Ay, niña, siéntate a mi lado, que quiero contarte una historia que no es cualquiera, sino una que desgarra el alma como un lienzo viejo en el viento. Es la historia de mi familia, que se apagó como una vela, y de cómo terminé aquí, en esta residencia de ancianos, olvidada por casi todos.

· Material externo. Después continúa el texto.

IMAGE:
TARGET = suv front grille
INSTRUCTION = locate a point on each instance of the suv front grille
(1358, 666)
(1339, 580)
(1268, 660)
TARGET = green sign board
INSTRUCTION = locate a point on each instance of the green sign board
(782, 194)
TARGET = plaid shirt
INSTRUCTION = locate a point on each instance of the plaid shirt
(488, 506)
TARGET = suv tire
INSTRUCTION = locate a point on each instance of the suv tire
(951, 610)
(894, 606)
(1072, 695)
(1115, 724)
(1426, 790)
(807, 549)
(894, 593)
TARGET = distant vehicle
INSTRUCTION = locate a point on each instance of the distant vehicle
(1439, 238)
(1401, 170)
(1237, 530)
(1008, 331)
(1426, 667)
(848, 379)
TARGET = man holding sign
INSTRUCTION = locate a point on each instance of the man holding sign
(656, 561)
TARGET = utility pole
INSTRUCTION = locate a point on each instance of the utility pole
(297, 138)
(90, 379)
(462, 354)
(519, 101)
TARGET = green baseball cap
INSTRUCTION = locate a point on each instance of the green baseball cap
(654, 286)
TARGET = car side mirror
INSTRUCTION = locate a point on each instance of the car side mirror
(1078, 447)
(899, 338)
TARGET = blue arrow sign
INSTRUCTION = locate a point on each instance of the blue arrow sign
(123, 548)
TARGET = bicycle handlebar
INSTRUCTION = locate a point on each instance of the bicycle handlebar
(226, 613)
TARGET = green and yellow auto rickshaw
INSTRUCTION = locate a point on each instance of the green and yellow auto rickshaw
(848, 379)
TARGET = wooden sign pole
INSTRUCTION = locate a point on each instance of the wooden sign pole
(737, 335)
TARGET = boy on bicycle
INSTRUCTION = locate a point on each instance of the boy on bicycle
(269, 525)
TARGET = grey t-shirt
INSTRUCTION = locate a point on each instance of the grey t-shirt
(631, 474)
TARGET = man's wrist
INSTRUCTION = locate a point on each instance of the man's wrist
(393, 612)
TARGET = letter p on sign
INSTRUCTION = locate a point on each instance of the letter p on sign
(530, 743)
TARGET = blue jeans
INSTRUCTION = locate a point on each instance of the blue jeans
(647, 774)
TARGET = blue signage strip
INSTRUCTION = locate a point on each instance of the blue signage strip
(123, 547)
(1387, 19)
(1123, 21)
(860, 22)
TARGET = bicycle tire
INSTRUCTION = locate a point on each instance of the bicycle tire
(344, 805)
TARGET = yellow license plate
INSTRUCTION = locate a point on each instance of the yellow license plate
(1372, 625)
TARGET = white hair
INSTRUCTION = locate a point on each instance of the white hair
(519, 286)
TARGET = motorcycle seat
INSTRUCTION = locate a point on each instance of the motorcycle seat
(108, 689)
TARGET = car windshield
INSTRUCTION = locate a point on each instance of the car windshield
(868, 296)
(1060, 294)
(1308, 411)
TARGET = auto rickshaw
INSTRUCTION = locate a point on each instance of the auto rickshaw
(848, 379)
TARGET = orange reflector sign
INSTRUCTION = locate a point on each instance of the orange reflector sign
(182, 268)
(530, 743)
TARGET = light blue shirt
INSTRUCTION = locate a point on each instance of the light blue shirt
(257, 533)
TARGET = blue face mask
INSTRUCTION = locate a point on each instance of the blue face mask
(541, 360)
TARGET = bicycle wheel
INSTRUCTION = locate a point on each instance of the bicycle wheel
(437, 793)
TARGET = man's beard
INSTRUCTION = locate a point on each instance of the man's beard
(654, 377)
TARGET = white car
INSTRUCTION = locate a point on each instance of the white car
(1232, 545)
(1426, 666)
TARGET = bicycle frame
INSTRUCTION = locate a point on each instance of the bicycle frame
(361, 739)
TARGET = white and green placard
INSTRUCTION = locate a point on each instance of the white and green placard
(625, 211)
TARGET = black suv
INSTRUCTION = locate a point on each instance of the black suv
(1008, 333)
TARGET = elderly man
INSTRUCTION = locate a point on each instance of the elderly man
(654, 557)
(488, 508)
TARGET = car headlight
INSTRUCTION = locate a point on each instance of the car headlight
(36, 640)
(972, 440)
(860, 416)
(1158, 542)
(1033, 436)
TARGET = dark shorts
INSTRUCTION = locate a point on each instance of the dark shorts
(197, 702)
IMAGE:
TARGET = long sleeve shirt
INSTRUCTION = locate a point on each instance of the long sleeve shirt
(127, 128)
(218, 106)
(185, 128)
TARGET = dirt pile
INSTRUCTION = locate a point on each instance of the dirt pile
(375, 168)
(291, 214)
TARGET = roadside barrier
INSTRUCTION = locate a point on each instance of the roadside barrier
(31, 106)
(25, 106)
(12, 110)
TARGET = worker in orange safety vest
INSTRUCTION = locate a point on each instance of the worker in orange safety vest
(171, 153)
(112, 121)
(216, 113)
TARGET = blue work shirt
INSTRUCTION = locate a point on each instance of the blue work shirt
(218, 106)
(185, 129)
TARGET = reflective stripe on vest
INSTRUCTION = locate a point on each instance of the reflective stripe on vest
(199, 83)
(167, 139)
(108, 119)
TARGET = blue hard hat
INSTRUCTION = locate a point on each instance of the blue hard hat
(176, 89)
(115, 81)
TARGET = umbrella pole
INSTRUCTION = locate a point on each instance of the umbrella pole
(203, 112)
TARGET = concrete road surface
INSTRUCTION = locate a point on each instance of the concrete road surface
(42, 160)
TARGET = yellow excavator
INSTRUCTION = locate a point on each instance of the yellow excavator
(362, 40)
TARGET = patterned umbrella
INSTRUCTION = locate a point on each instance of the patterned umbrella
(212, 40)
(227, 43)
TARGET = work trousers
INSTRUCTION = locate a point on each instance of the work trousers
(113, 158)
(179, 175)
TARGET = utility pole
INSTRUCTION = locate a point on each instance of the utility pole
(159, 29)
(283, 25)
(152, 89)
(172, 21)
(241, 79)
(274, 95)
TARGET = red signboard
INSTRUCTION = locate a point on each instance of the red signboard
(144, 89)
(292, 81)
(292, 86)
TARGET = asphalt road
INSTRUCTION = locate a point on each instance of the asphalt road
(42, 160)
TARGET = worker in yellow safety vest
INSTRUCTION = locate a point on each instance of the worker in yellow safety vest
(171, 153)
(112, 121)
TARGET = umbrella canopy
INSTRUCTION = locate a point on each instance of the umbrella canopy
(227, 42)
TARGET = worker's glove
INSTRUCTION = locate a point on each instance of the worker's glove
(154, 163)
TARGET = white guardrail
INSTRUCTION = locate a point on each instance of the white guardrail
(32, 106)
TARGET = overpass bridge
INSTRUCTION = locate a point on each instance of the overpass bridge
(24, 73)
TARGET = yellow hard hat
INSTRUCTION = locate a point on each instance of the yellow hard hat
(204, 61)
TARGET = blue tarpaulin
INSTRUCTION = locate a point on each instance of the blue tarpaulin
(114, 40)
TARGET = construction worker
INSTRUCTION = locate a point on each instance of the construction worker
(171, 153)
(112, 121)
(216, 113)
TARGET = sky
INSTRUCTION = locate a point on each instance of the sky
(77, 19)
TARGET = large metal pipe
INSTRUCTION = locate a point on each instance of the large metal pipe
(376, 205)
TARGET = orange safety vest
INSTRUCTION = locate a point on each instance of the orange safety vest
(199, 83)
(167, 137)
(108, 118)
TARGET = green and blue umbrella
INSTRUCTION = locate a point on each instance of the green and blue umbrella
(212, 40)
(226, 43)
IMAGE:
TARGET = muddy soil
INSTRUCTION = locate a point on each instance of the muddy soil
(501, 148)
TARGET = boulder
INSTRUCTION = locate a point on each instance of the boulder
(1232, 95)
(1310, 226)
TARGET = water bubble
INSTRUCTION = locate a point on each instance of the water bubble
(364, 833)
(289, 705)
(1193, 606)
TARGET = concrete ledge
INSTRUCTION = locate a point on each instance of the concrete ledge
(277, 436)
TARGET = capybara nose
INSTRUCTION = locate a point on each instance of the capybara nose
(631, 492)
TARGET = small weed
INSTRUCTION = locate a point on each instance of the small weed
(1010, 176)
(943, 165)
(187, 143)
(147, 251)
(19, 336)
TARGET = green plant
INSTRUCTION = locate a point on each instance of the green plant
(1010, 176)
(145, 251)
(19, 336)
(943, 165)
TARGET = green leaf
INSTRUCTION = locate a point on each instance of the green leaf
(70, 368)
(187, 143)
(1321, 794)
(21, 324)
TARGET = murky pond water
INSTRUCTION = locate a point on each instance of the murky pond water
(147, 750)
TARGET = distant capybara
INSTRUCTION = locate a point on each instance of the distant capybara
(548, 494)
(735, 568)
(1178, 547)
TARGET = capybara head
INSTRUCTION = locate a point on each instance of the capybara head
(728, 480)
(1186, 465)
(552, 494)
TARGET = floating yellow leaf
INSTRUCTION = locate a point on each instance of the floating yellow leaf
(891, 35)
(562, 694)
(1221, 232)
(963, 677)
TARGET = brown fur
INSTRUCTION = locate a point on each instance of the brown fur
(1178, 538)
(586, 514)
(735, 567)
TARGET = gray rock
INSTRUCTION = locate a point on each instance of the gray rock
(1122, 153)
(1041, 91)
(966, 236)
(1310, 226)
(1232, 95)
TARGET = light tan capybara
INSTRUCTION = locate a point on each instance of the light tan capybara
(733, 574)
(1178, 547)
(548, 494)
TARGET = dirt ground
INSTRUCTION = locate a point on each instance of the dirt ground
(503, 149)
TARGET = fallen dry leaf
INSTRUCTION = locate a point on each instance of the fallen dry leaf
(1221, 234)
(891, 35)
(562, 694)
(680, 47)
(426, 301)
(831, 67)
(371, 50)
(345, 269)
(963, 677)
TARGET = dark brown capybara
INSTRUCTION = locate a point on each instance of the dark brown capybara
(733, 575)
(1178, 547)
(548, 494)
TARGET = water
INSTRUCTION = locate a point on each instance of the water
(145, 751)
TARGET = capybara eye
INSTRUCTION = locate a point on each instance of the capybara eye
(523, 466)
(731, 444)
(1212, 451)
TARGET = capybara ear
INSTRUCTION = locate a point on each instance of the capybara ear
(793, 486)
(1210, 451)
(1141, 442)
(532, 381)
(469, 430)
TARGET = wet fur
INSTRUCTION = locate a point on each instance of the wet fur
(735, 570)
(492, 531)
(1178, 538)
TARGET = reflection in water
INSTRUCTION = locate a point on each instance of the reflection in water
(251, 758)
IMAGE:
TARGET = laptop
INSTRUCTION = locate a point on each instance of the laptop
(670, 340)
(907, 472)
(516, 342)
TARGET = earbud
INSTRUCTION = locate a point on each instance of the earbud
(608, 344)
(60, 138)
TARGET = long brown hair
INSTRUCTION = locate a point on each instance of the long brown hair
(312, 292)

Hubo un tiempo en que tuve muchos hijos. Cinco, como los dedos de una mano — cada uno único, con su destino y sus dolores. Vivíamos en un pueblo pequeño, en una casa cuyas paredes recordaban aún a mis padres. Cuidaba ese hogar como podía, creyendo que la familia era un cimiento fuerte, capaz de aguantar cualquier tormenta.
Pero con los años, todo empezó a resquebrajarse como el yeso viejo en las paredes. La primera en irse fue Elena, mi hija mayor. Se casó con un hombre de éxito, se mudó a Madrid, al mundo de los negocios. Al principio llamaba, preguntaba por mí. Pero con el tiempo, las llamadas se hicieron más escasas. Luego dejó de contestar. Decía que estaba muy ocupada, que tenía demasiado que hacer. Yo me quedaba junto al teléfono, esperando que se acordara de su madre. Supe después que tenía una vida nueva, donde yo solo era una sombra del pasado. Fue la primera vez que sentí mi corazón romperse.
El segundo fue Iván, mi hijo favorito. Su alma era tierna, pero su carácter, arrebatado como el viento frío del otoño. Tenía problemas para encontrar trabajo, se juntaba con mala compañía. Yo intentaba ayudarle, le daba de comer, le arropaba, pero él solo se alejaba más. Una noche llegó borracho a casa, discutimos. Me dijo palabras que quedaron grabadas en mi memoria. A la mañana siguiente, Iván desapareció. Hace años que no sé nada de él.
La tercera fue María, callada y humilde. Se fue a un pueblo lejano, se casó con un hombre al que nunca conocí. Rara vez llamaba, y cuando venía, parecía una extraña, como si viviera en otro mundo. Cuando enfermé, no vino. Dijo que no tenía tiempo, que sus propios problemas la consumían. Duele, pero entendí que en su vida ya no había lugar para mí.
El cuarto fue Javier, trabajador y entregado a la familia, como yo. Juntos arreglábamos la casa, juntos celebrábamos las fiestas. Pero con los años, él formó su propia familia, y yo me convertí en un recuerdo. Empezó a venir menos, hasta que dejó de llamar. Cuando le pregunté qué pasaba, decía que todo iba bien, que estaba ocupado, que la vida cambia.
El último fue Sergio, el más pequeño. Se quedó conmigo más tiempo. Mientras fue niño, vivimos juntos. Pero al crecer, se fue a Barcelona a estudiar y encontró trabajo allí. Prometió ayudarme, que vendría a verme, que yo era lo más importante. Pero con los años, las llamadas se espaciaron hasta desaparecer. Una vez vino unos días y luego se fue otra vez, dejándome sola con el corazón roto y las habitaciones vacías.
Así, querida, me quedé sola. La casa que antes resonaba con risas y voces se convirtió en silencio y tristeza. Intenté conservar el calor en mi corazón, pero los años y la ausencia de los tuyos te van borrando, como el viento borra las huellas en la arena.
Me trajeron aquí, a esta residencia. Al principio dolía, como si me hubieran arrojado a una piedra en medio de una tormenta. Lloraba por las noches, recordando a cada uno de los que prometieron no dejarme. Pero los días pasaron, y aprendí a vivir entre desconocidos y silencio.
A veces vienen las hermanas, a veces los compañeros de habitación me cuentan sus historias, pero aún siento un vacío. Mis hijos son como recuerdos que han perdido su color.
Una tarde, mientras el sol se ponía tras la ventana, entendí algo: aunque se hayan ido, aunque me hayan olvidado, yo tengo mi propia historia. Y quiero que tú, niña, recuerdes algo: la familia no siempre está cerca, pero el amor que dimos y la luz que llevamos nunca se apagarán.
Porque hasta en la noche más oscura hay un faro. Quizás no el que está en la orilla, sino el que brilla dentro de cada uno. Y aunque ahora esté aquí, en esta residencia, aún sostengo ese faro: mi fe, mi amor y mis recuerdos.
Esta es mi historia, pequeña. No olvides a los tuyos, porque el tiempo vuela y no espera. El amor es lo más importante, aunque a veces se esconda tras un muro de silencio.
Quédate un rato más, y te contaré cómo cantaba canciones que calentaban el alma, y lo importante que es saber perdonar… Pero eso será para otra vez, ¿vale?